Штейгер понял, что план окончательно рухнул, когда удачно пущенная противником граната разом вывела из строя весь расчет пулемета в грузовике. По счастью ее осколки не задели водителя, и тот, здраво оценив ситуацию, надавил на акселератор. Грузовик унесся вдаль, увозя раненых, но еще живых членов пятой группы.
Пора было позаботиться и о собственном отходе. Но не успел он подать команду, как пулеметная очередь буквально затопила свинцом не такую и большую комнату. Ганс просто обвис, словно прилег отдохнуть, навалившись грудью на стол и положив голову на приклад любимой винтовки, все еще лежавшей на специальной подставке для стрельбы. Фриц побледнел, прижал обе руки к животу и, свернувшись, завалился на пол, где, то ли скуля, то ли воя, сучил ногами. Из-под его пальцев его текла темная, очень темная и густая кровь.
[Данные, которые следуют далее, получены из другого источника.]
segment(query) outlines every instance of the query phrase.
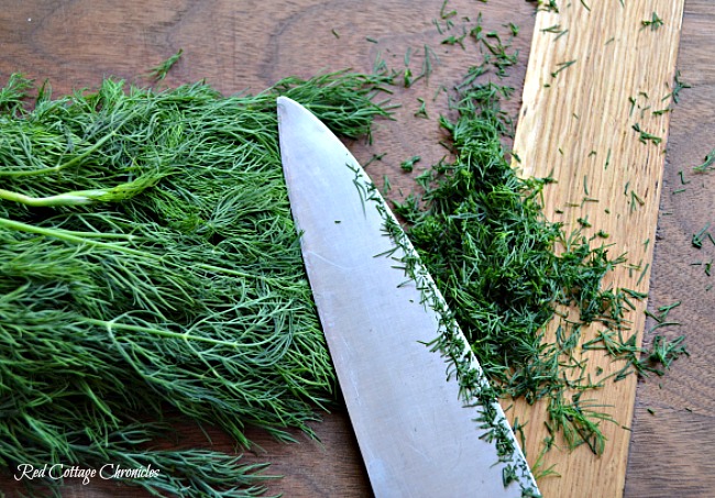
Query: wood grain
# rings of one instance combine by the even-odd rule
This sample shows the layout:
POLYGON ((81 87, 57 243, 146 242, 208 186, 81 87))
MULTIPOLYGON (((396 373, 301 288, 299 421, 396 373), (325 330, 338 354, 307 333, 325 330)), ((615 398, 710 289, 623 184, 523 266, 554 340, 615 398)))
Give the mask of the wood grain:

Ступор длился недолго, и гауптман бросился на пол за мгновение до того, как стрелок выпустил вторую очередь, прошедшую наискосок сквозь комнату, круша зеркальный комод и дырявя стены. Со стены с фотографии в рамке за происходящим разгромом наблюдал запечатленный несколькими годами ранее Бьорне.
Распахнулась закрытая ранее дверь в смежную комнату, и Вольфганг призывно махнул оттуда рукой. Штейгер не стал терять время и, встав на карачки, поспешил присоединиться к нему. Выйдя из квартиры, он придирчиво осмотрел себя, смахнул с колен и плеч следы битой штукатурки и приняв поданную Вольфгангом шляпу, быстрым шагом направился по лестнице вниз. По плану им предстояло дворами покинуть район и выйти к реке, где их должен уже ждать заранее арендованный катер. Другие группы выбирались другими, также заранее проработанными путями.
Швеция, город Хапаранда, здание ж/д вокзала, 12 марта 1917 года, понедельник, десять часов утра
— Овсянка, сэ-э-эр!
Эндрю Карнеги, «стальной король в отставке» и известный благотворитель, с некоторым трудом оторвался от бумаг и вернулся в реальность. Что? Ах, да, завтрак принесли! Он тут же отложил бумаги в сторону, а официант аккуратно поставил перед ним тарелку с ещё дымящейся порцией каши.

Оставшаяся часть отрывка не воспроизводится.